Analisis Permasalahan UMKM, Mahasiswa Kelompok 4 KKN-T FE UNIDA Lakukan Wawancara Terhadap UMKM di Desa Sentul
Usaha Mikro Kecil dan Menengah (UMKM) merupakan salah satu unit usaha yang berperan cukup penting pada sektor perekonomian Indonesia. Pelaku UMKM yang tetap bertahan meskipun perekonomian nasional sedang lesu membuat UMKM menjadi unit bisnis yang dapat mengurangi pengangguran.
Sejalan dengan hal tersebut, mahasiswa Kelompok 4 Kuliah Kerja Nyata Tematik (KKN-T) Fakultas Ekonomi (FE) Universitas Djuanda (UNIDA) lakukan wawancara terstruktur dengan pemilik UMKM Adok Furniture dan pemilik UMKM Tahu Babakan, Kamis (3/8/2023).
Hal ini adalah bagi dari rangkaian program kerja “Pemberdayaan UMKM dan BUMDES Berbasis Kearifan Lokal” yang diinisiasi Kelompok 4 KKN-T FE UNIDA di Desa Sentul. Pemilihan Adok Furniture dan Tahu Babakan juga merupakan rekomendasi dari pihak Desa Sentul.
Perwakilan Kelompok 4 KKN-T FE UNIDA, Eka Rahmawati menyampaikan bahwasanya wawancara dilakukan terhadap UMKM Adok Furniture dan Tahu Babakan bertujuan untuk mengetahui permasalahan UMKM dalam melakukan kegiatan usahanya. Setelah diindentifikasi, kemudian direncanakan model manajemen dan akuntansi yang dapat diterapkan dengan praktis oleh UMKM untuk menunjang produktivitas dan pengembangan usaha.
Hadirnya Kelompok 4 KKN-T FE UNIDA ini ialah salah satunya untuk meningkatkan kualitas UMKM dari segi pemasaran, legalitas, branding, pembukuan sederhana, dan lainnya. Dengan dilaksanakannya program ini, diharapkan mampu memberikan kontribusi dalam pengembangan UMKM, memberikan inspirasi dalam pengelolaan UMKM, serta dapat menggugah partisipasi dari berbagai lembaga lain untuk ikut bersama-sama mendorong pengembangan UMKM.
“Kami melakukan wawancara terstruktur terhadap pemilik usaha Adok Furniture dan Tahu Babakan. Beliau bersedia memberikan informasi mengenai profil usaha dan permasalahan yang dihadapi. Berdasarkan hasil wawancara, kedua UMKM tersebut kurang baik dalam manajemen usaha yang masih tradisional, modal yang terbatas dan tidak melakukan pencatatan administrasi yang baik. Untuk itu, perlu dirancang strategi agar mendorong pemberdayaan sektor UMKM Adok Furniture dan Tahu Babakan sehingga dapat memperkuat daya saing dengan produk-produk luar negeri yang menjadi tantangan UMKM di era globalisasi,” tuturnya.

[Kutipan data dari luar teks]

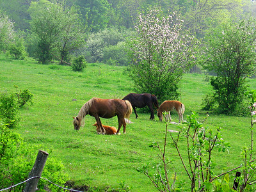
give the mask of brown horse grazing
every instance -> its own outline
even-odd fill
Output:
[[[102,133],[100,126],[99,126],[99,125],[97,124],[97,122],[95,124],[94,124],[93,125],[96,126],[96,131],[98,133],[99,133],[99,134]],[[102,125],[106,131],[106,133],[105,133],[106,134],[115,134],[117,132],[117,129],[115,127],[110,127],[110,126],[105,125],[103,124],[102,124]]]
[[[158,101],[154,95],[151,95],[150,93],[136,94],[131,93],[124,97],[123,100],[128,100],[131,102],[136,118],[138,116],[135,108],[142,108],[146,106],[148,107],[151,111],[150,119],[154,119],[155,118],[154,115],[153,104],[158,109]]]
[[[163,120],[163,112],[166,111],[167,114],[167,120],[168,120],[168,117],[170,117],[169,121],[171,122],[171,115],[170,111],[175,109],[179,114],[179,122],[180,123],[180,119],[183,120],[183,113],[185,111],[185,106],[178,100],[165,100],[159,106],[157,110],[157,116],[159,120],[161,122]]]
[[[132,105],[128,100],[123,100],[119,99],[103,99],[94,97],[82,106],[77,116],[73,117],[73,124],[76,130],[79,130],[82,125],[82,120],[86,115],[90,115],[95,118],[97,124],[100,127],[102,132],[105,134],[106,131],[102,127],[100,117],[109,118],[117,115],[118,129],[116,134],[119,132],[122,125],[124,127],[124,133],[125,133],[126,123],[124,118],[129,118],[132,111]]]

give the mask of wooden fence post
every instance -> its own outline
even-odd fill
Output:
[[[33,177],[41,177],[42,172],[43,172],[44,165],[48,157],[48,154],[46,152],[40,150],[36,161],[31,171],[28,175],[28,179]],[[39,181],[38,178],[34,178],[27,182],[23,192],[34,192],[36,191],[37,184]]]

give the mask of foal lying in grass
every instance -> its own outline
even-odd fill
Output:
[[[101,131],[101,129],[99,125],[97,124],[97,122],[93,125],[93,126],[96,126],[96,130],[97,132],[99,134],[102,134],[102,132]],[[117,129],[115,127],[110,127],[108,125],[105,125],[102,124],[103,128],[105,129],[106,134],[115,134],[116,133]]]
[[[159,118],[159,120],[161,122],[163,120],[163,112],[166,111],[168,114],[167,115],[167,121],[170,118],[170,122],[171,122],[171,115],[170,111],[173,111],[175,109],[179,114],[179,122],[180,123],[180,120],[183,120],[183,113],[185,111],[185,106],[182,104],[178,100],[165,100],[164,101],[159,108],[157,110],[157,116]]]

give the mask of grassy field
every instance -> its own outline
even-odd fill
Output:
[[[127,125],[126,134],[106,136],[97,134],[92,126],[95,118],[87,116],[84,127],[79,131],[74,130],[72,116],[89,99],[122,99],[132,92],[132,81],[124,70],[123,67],[89,63],[84,72],[75,72],[68,66],[39,65],[31,59],[15,61],[0,55],[0,91],[14,92],[16,85],[33,93],[34,104],[21,109],[20,126],[15,131],[28,143],[40,145],[38,150],[50,151],[49,158],[61,160],[75,185],[88,186],[100,191],[104,188],[117,190],[119,183],[124,182],[131,191],[156,191],[136,168],[159,161],[158,151],[152,150],[148,145],[152,141],[163,143],[164,122],[157,118],[150,120],[149,113],[138,113],[138,119],[132,113],[130,120],[133,124]],[[180,83],[180,100],[186,106],[185,119],[192,111],[199,113],[200,120],[205,116],[207,111],[202,111],[200,105],[211,86],[205,79],[202,74],[186,74]],[[255,81],[250,79],[250,89],[256,89]],[[172,117],[178,122],[177,113]],[[116,117],[101,120],[104,124],[118,127]],[[221,127],[223,139],[232,146],[229,153],[214,152],[216,173],[240,165],[241,148],[250,143],[250,118],[210,113],[205,125],[214,129]],[[169,128],[177,129],[178,125],[170,125]],[[169,140],[168,156],[173,161],[169,166],[170,176],[177,172],[177,183],[183,183],[186,188],[188,178]],[[186,153],[185,145],[180,147]]]

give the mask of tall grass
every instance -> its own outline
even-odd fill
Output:
[[[15,131],[26,142],[38,144],[38,150],[49,152],[49,157],[61,159],[74,185],[90,186],[91,191],[106,188],[117,191],[119,183],[124,182],[132,191],[154,191],[149,180],[138,173],[136,168],[159,161],[157,151],[152,150],[148,145],[152,141],[163,143],[164,122],[158,119],[150,120],[149,113],[139,113],[138,119],[132,113],[130,120],[133,124],[127,125],[126,134],[120,136],[97,134],[92,126],[95,120],[89,115],[85,118],[84,127],[79,131],[74,130],[72,123],[72,116],[92,97],[122,99],[132,92],[132,81],[125,69],[89,63],[83,72],[75,72],[68,66],[39,65],[31,59],[16,61],[0,55],[0,90],[15,92],[13,85],[16,85],[34,95],[33,105],[21,109],[20,125]],[[202,120],[204,118],[207,111],[202,111],[200,105],[204,95],[211,91],[205,79],[203,74],[185,74],[180,83],[180,100],[186,106],[185,119],[194,111]],[[256,89],[253,79],[249,84],[250,89]],[[173,113],[172,118],[178,122],[177,113]],[[118,126],[116,117],[101,120],[104,124]],[[223,138],[232,147],[229,154],[214,152],[216,174],[240,165],[240,149],[250,143],[250,117],[210,113],[205,125],[213,129],[221,127]],[[169,127],[179,129],[177,125]],[[180,147],[186,153],[185,144]],[[170,140],[168,156],[173,159],[169,166],[170,177],[177,172],[177,184],[189,186]]]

Adok furniture merupakan usaha yang bergerak dibidang mebel yang berdiri dari tahun 2016 sampai saat ini. Sedangkan Tahu Babakan merupakan usaha produk tahu kunyit dan tahu putih yang berdiri sejak tahun 2020 sampai saat ini. Kedua UMKM tersebut masih menggunakan model usaha tradisional.

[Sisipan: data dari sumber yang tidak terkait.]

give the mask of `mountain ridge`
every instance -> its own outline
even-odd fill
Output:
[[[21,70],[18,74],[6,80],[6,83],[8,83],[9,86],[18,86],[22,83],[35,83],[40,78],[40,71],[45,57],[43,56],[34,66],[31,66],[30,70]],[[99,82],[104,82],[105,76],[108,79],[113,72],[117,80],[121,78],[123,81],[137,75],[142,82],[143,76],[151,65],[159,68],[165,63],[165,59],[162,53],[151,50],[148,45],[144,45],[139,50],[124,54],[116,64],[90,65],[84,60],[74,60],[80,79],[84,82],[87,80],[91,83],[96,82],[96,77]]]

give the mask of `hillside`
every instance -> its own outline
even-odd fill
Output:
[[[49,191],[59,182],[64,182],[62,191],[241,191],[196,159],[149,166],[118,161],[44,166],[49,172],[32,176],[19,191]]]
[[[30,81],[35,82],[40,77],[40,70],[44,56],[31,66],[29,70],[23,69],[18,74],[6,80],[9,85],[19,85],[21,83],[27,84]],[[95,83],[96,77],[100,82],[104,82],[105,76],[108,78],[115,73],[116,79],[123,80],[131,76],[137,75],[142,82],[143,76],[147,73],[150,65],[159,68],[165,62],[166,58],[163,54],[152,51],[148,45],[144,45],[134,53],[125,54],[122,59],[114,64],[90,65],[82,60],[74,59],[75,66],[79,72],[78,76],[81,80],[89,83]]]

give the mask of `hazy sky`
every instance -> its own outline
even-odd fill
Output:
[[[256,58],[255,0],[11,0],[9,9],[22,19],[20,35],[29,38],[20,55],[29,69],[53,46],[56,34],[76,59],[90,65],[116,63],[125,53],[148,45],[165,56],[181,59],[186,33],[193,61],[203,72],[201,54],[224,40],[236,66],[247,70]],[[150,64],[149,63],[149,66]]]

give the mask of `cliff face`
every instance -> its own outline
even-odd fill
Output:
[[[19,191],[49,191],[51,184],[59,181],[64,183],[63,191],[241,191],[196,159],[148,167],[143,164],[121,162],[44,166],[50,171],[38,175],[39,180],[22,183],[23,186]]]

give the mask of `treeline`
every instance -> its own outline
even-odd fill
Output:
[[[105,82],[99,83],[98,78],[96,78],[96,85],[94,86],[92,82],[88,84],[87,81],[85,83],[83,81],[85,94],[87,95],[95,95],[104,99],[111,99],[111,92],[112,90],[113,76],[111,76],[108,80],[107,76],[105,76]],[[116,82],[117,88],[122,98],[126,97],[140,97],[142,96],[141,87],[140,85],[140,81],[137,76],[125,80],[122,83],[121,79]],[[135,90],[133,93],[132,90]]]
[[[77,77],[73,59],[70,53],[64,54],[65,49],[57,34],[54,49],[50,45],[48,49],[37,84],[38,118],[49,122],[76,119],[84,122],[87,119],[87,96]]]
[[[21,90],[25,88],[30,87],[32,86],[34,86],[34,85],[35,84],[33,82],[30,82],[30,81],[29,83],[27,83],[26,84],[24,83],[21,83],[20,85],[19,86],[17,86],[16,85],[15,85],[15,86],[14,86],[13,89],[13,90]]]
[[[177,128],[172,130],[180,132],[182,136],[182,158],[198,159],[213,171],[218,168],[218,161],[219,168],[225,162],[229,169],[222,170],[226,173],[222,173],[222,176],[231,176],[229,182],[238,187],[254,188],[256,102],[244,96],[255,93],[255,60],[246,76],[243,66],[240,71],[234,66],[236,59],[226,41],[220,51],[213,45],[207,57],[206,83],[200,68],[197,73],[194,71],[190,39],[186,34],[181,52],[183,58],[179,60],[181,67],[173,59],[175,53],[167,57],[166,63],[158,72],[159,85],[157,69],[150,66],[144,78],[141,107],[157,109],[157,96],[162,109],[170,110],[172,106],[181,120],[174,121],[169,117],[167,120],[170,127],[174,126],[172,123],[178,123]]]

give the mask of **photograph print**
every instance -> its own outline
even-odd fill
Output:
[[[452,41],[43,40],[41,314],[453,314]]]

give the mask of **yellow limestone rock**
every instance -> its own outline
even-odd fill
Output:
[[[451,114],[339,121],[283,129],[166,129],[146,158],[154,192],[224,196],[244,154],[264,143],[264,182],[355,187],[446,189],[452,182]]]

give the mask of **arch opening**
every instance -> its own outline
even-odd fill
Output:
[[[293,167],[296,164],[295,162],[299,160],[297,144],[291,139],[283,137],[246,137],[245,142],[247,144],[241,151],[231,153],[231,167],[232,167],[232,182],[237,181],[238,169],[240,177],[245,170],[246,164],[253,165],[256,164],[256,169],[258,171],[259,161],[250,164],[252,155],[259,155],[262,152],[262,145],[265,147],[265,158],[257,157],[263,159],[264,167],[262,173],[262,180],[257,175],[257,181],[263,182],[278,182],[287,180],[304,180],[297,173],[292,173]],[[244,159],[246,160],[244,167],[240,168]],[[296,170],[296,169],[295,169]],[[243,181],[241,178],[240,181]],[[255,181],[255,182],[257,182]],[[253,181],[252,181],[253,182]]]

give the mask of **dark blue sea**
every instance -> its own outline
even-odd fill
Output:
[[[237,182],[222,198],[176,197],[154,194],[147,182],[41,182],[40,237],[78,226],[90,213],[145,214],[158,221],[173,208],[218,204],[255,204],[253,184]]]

Aca, selaku pemilik UMKM Adok Furniture mengucapkan rasa terima kasih kepada mahasiswa Kelompok 4 KKN-T FE UNIDA.
“Sebelumnya, saya berterima kasih kepada mahasiswa KKN-T FE UNIDA karena sudah mau membantu usaha saya agar lebih berkembang. Saya sangat senang dan terbantu karena kedatangan teman-teman mahasiswa dari UNIDA ini,” ungkapnya.

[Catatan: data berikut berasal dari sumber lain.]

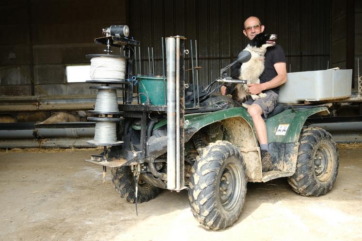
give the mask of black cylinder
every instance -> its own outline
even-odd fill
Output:
[[[129,29],[127,25],[112,25],[110,27],[110,35],[121,38],[128,37],[129,34]]]

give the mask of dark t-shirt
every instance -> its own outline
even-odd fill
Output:
[[[267,49],[265,53],[265,61],[264,62],[264,71],[262,73],[259,79],[260,83],[265,83],[272,79],[278,75],[274,65],[279,62],[286,63],[286,60],[284,51],[279,45],[269,47]],[[241,64],[236,62],[233,65],[231,69],[231,76],[233,79],[237,79],[240,75],[240,67]],[[276,93],[279,93],[279,87],[271,89]]]

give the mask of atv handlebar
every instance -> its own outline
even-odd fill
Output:
[[[248,81],[245,79],[233,79],[230,77],[225,77],[224,78],[219,78],[216,81],[220,82],[230,83],[232,84],[246,84],[248,82]]]

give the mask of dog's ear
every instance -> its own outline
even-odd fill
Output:
[[[231,77],[234,79],[238,79],[240,76],[240,67],[241,63],[236,62],[231,66]]]
[[[225,95],[233,94],[233,92],[234,92],[235,90],[235,87],[237,84],[233,83],[228,86],[226,86],[226,91],[225,94]]]

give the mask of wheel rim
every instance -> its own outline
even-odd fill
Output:
[[[242,184],[240,171],[237,166],[233,162],[227,164],[222,171],[218,183],[219,196],[221,206],[225,210],[233,210],[240,200]]]
[[[333,169],[332,150],[328,143],[321,143],[316,149],[313,160],[315,177],[320,181],[329,179]]]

Senada dengan yang disampaikan, Hasbulloh selaku pemilik UMKM Tahu Babakan juga mengapresiasi program kerja Kelompok 4 KKN-T FE UNIDA di Desa Sentul. Ia berharap apa yang sudah diberikan oleh para mahasiswa dapat diterapkan dan menumbuh kembangkan usaha yang dijalaninya tersebut.